The most valuable course I took in high school was typing. I took two semesters of it my sophomore year at Proviso West High School in Hillside, Illinois. By the end of the second semester, I was typing between 60 and 70 words per minute on a manual typewriter. My typing teacher walked around the room while we students typed. She had a yardstick in her hand that she used to whack us with on our backs when our posture was the slightest bit off and on the backs of our hands when our hand positions were not proper. I received a good number of these “whackings.” She was mean. None of us liked her. She didn’t care. She was there to teach, not be popular.
Creative writing, also taken during my sophomore year, comes in at a close second. One day, while the class was busy writing something, Mrs.
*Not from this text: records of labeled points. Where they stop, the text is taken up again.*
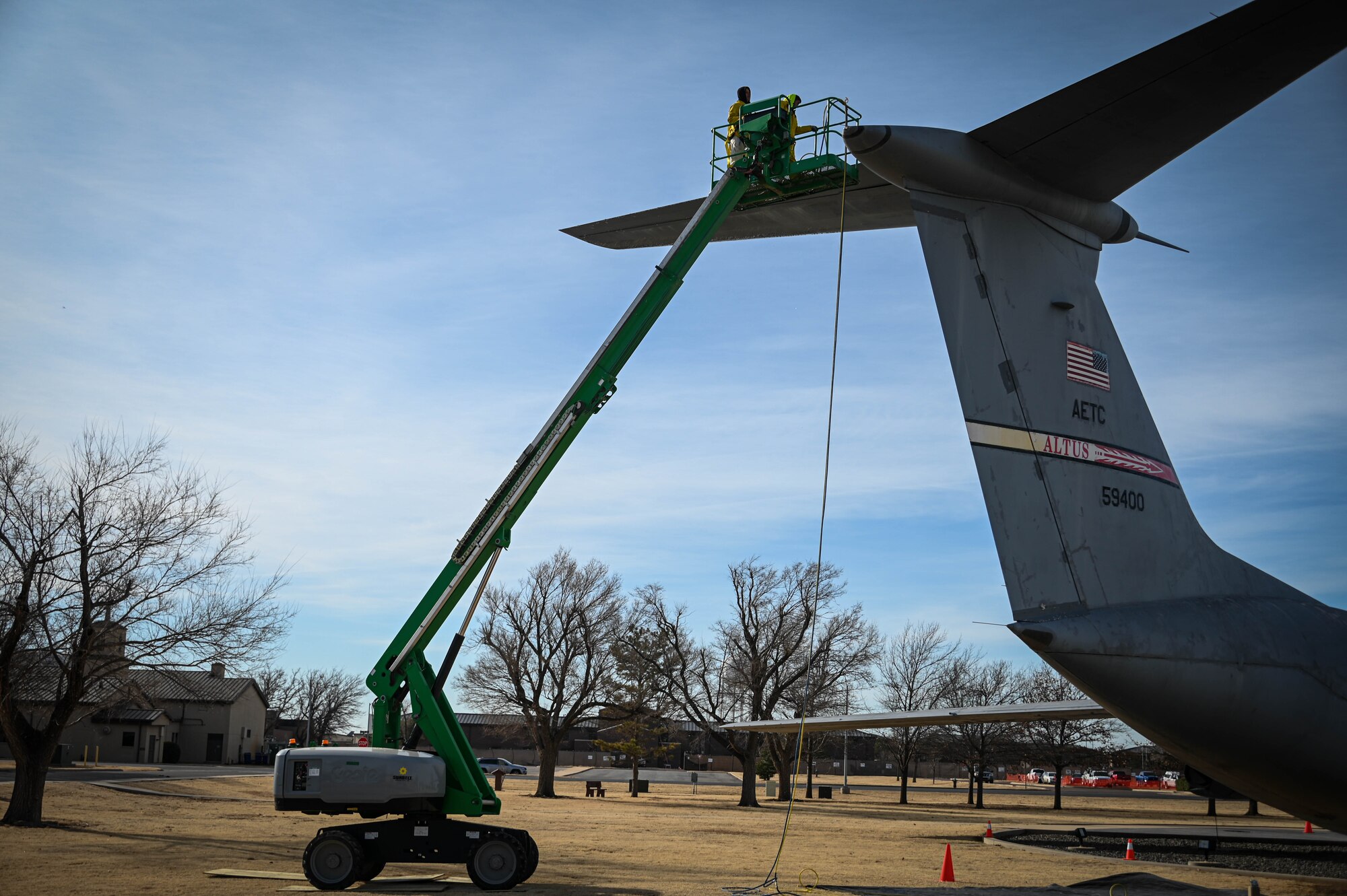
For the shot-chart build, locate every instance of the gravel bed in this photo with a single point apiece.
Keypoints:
(1279, 859)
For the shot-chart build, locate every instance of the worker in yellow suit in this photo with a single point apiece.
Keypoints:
(735, 144)
(790, 104)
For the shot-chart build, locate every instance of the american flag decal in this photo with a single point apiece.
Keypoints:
(1088, 365)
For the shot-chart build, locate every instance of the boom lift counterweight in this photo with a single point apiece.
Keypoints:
(394, 778)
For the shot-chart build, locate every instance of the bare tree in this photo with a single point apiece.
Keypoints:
(112, 560)
(913, 677)
(546, 652)
(329, 700)
(847, 649)
(281, 691)
(755, 658)
(639, 705)
(1058, 742)
(977, 683)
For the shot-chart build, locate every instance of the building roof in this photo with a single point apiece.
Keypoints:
(129, 716)
(193, 687)
(154, 685)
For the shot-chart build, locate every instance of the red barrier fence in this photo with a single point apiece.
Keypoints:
(1076, 781)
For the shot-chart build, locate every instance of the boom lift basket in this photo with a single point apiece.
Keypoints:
(821, 159)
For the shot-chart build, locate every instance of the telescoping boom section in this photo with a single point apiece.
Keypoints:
(391, 777)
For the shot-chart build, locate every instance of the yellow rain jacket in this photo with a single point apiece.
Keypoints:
(735, 127)
(797, 128)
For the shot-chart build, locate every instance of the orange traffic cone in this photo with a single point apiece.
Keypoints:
(948, 870)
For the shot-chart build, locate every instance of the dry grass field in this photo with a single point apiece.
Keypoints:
(667, 843)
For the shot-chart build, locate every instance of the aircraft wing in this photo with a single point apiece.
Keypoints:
(874, 203)
(925, 718)
(1105, 133)
(1093, 139)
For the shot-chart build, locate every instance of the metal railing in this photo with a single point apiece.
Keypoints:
(818, 152)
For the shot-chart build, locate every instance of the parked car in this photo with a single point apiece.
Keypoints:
(504, 765)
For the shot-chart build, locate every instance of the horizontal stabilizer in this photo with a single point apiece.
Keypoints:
(1109, 131)
(871, 205)
(944, 716)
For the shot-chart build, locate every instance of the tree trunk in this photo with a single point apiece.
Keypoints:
(809, 774)
(546, 770)
(30, 782)
(748, 788)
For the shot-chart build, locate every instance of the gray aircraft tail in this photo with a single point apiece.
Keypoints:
(1086, 506)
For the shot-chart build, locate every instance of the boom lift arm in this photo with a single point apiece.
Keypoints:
(764, 174)
(394, 778)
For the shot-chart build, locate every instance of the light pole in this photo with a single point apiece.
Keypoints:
(847, 711)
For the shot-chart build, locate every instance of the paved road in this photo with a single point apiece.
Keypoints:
(1043, 792)
(149, 771)
(655, 777)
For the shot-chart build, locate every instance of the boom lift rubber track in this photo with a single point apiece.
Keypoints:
(394, 778)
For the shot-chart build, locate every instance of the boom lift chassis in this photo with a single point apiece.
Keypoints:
(502, 858)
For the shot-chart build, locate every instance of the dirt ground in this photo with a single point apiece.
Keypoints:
(667, 843)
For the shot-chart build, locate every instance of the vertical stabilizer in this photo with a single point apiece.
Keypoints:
(1086, 508)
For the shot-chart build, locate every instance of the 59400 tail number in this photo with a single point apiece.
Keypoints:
(1123, 498)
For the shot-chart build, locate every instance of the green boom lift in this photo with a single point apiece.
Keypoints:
(391, 777)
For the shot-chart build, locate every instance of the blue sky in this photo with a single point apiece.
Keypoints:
(317, 244)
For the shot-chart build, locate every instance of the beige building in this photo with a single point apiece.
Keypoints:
(209, 716)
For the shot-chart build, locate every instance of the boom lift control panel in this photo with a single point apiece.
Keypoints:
(425, 789)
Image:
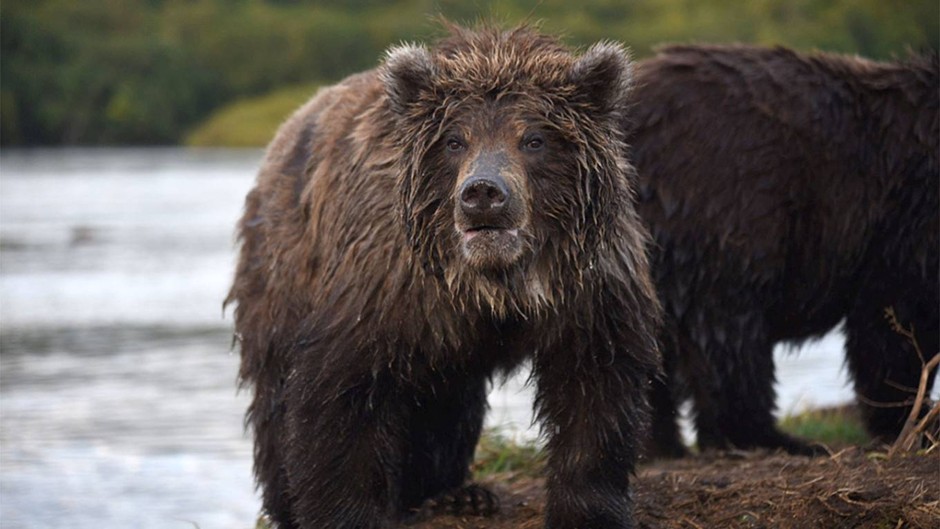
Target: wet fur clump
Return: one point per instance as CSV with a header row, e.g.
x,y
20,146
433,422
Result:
x,y
420,227
787,193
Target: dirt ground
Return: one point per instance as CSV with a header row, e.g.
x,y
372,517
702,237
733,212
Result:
x,y
852,488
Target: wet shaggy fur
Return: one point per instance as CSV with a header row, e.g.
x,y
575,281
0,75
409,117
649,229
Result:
x,y
786,193
417,229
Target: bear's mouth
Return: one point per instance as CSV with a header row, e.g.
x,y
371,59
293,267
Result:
x,y
488,231
488,246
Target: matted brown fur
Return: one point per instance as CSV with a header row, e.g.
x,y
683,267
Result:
x,y
787,192
376,294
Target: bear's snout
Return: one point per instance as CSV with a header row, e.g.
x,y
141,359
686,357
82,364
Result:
x,y
485,199
484,195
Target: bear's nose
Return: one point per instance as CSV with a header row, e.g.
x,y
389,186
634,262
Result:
x,y
483,195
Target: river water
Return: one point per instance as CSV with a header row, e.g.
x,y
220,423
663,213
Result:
x,y
118,405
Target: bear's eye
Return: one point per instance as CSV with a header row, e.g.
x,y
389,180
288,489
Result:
x,y
533,142
455,145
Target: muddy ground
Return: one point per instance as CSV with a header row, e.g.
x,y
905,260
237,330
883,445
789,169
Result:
x,y
852,488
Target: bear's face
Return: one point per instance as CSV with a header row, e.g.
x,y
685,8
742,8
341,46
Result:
x,y
512,150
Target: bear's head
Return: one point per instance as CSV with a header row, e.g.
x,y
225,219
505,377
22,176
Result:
x,y
513,168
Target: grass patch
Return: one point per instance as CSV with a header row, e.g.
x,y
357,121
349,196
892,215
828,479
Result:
x,y
497,454
838,426
249,122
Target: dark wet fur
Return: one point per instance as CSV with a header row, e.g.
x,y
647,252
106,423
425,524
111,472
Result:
x,y
786,193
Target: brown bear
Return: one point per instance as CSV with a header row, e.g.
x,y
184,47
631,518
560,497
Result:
x,y
786,193
415,230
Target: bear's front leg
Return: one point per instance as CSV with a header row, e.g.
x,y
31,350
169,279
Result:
x,y
593,404
344,448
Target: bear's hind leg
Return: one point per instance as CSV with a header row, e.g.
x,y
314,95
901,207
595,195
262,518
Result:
x,y
732,381
443,436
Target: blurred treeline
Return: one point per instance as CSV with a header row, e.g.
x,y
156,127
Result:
x,y
146,71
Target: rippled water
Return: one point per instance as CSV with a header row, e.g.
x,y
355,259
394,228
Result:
x,y
118,405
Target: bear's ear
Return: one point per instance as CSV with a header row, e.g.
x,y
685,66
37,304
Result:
x,y
407,71
604,76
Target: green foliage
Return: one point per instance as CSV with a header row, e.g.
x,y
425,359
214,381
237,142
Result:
x,y
249,122
145,71
830,426
498,454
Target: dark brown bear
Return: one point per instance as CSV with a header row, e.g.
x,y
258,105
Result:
x,y
416,229
787,193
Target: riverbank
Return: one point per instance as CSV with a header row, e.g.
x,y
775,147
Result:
x,y
852,488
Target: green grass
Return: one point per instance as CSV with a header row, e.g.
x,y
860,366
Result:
x,y
249,122
830,426
498,454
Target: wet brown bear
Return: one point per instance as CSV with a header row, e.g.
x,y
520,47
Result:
x,y
787,193
416,229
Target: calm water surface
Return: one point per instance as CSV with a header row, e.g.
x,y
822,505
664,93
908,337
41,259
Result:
x,y
118,406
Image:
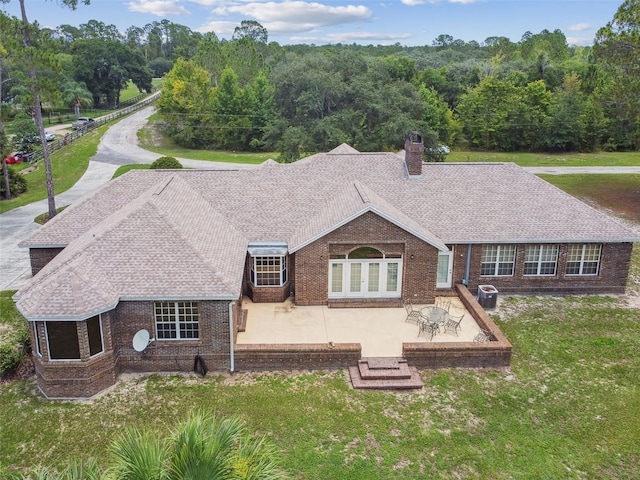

Grimsley called me to her desk. In a voice purposefully loud enough the whole class stopped writing and watched me squirm, she told me my latest theme was “trash.” She handed it back to me, told me to do it over, and made it clear the best grade I could hope for was a C. To say I was humiliated is an understatement. A room full of stifled giggles accompanied the long walk back to my desk. By the way, I had most definitely turned in hastily-written trash, hoping she’d let her best student slide. No such luck.
Neither of these teachers would be allowed to teach today, not unless they repented of their evil ways, which I suspect neither would do. Mind you, I thank these two teachers often, to this day. During my 12 years of school (I did not attend Kindergarten), no teachers made a more positive contribution to my life than these two meanies. Both of them cared about me.